Keberangkatan ini dibenarkan Kepala SMP Negeri 1 Sitellu Tali Urang Julu, Dra. Anna Florida Rosmauli Tumanggor, MM.
“Sudah dua minggu di Jakarta. Mohon doanya untuk anak kami Sahpen,” ujarnya penuh haru.
Jenius Matematika yang Tumbuh dari Desa
Sahpen berasal dari Sitellu Tali Urang Julu—wilayah yang jauh dari hiruk-pikuk kota besar. Tapi siapa sangka, dari desa ini lahir bakat matematika yang mencengangkan.
Ia mendapat pelatihan metode Gasing (Gampang, Asyik, dan Menyenangkan) melalui kerja sama Pemkab Pakpak Bharat dengan Gasing Academy yang dibina oleh Prof. Johannes Surya, sang pencetus metode fenomenal tersebut.
Hujan Prestasi di Usia Belia
Sahpen berulang kali mengharumkan nama daerahnya lewat sederet prestasi bergengsi, antara lain:
- Bronze Medal dalam SATRIA (Smart AI and Tech Competition for A Rising Indonesia)
- CREDIT tingkat Junior pada Australian Mathematics Competition 2025 serta masuk Top 60% Indonesia
- Juara 1 bidang Matematika pada Salak Science Olympiad 2026 yang digelar oleh Pusat Olimpiade Sains Indonesia
Plt. Kepala Dinas Pendidikan Pakpak Bharat, Augusman Harapan Padang, ST, M.Si, bahkan menyebut Sahpen sebagai talenta yang disiapkan untuk melesat jauh. “Sahpen memang dipersiapkan untuk juara,” tegasnya.
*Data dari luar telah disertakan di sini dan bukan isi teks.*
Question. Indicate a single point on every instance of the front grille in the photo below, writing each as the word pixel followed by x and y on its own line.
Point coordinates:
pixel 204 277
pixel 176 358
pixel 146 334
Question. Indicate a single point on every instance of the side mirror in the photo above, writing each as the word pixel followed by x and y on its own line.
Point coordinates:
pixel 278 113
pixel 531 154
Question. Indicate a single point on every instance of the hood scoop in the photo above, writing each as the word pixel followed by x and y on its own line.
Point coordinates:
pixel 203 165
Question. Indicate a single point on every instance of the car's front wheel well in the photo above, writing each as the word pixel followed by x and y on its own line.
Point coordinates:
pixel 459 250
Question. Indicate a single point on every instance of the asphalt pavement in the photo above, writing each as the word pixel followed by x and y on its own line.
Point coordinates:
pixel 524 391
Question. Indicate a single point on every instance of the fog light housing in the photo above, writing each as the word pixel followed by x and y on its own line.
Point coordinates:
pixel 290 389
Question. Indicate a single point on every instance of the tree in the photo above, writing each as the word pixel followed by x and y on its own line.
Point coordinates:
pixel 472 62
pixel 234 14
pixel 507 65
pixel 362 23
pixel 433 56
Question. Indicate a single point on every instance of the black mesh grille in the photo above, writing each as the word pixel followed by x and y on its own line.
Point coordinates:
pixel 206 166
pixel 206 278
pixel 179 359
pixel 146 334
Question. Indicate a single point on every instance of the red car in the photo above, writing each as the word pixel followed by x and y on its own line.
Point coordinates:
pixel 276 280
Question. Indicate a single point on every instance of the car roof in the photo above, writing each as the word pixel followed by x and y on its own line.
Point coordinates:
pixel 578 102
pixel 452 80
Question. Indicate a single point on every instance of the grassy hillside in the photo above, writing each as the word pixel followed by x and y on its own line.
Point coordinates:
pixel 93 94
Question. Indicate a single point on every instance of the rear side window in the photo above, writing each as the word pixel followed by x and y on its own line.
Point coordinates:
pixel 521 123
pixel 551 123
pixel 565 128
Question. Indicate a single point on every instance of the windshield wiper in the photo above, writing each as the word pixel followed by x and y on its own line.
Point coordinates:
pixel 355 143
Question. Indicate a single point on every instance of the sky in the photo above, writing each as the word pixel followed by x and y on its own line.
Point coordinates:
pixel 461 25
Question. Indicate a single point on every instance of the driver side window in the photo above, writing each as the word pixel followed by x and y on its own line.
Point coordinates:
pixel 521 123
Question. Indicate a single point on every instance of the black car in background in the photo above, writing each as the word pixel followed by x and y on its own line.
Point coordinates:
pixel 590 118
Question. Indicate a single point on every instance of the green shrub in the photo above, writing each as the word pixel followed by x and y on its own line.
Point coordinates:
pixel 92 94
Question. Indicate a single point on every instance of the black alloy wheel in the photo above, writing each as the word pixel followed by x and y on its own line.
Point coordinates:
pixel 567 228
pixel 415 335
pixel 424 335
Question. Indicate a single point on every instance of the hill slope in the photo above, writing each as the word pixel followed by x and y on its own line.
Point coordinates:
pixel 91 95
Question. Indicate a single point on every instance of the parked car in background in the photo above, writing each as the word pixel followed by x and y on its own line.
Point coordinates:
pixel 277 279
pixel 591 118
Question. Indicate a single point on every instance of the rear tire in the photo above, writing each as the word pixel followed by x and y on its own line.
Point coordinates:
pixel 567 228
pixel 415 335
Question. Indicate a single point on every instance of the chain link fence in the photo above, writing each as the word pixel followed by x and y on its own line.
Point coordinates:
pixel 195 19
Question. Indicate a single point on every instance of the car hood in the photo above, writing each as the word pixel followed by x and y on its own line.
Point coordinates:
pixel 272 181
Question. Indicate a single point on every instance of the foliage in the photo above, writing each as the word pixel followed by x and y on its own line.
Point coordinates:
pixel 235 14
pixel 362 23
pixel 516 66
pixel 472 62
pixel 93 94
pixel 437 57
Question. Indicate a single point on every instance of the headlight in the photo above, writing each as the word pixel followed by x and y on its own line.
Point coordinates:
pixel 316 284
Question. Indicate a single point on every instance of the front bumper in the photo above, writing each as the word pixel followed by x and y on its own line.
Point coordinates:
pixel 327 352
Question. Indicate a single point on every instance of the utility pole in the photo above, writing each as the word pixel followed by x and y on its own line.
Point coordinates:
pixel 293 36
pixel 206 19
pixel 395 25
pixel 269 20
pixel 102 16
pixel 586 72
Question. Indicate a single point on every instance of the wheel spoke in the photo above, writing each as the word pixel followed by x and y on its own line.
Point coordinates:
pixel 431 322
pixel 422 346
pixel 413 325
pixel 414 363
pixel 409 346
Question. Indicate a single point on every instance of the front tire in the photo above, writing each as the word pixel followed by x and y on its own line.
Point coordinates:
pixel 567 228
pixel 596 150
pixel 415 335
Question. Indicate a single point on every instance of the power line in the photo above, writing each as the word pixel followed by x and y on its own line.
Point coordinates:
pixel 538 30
Anak Pendiam yang Mengurai Rumus Secepat Kilat
Sahpen adalah putra keempat dari pasangan Derianto Berutu dan Nurlia Bancin. Sekilas tampak pendiam dan pemalu. Namun ketika berhadapan dengan angka dan rumus, ia berubah jadi mesin pemecah persoalan matematika. Cita-citanya pun tegas: ingin menjadi ahli matematika.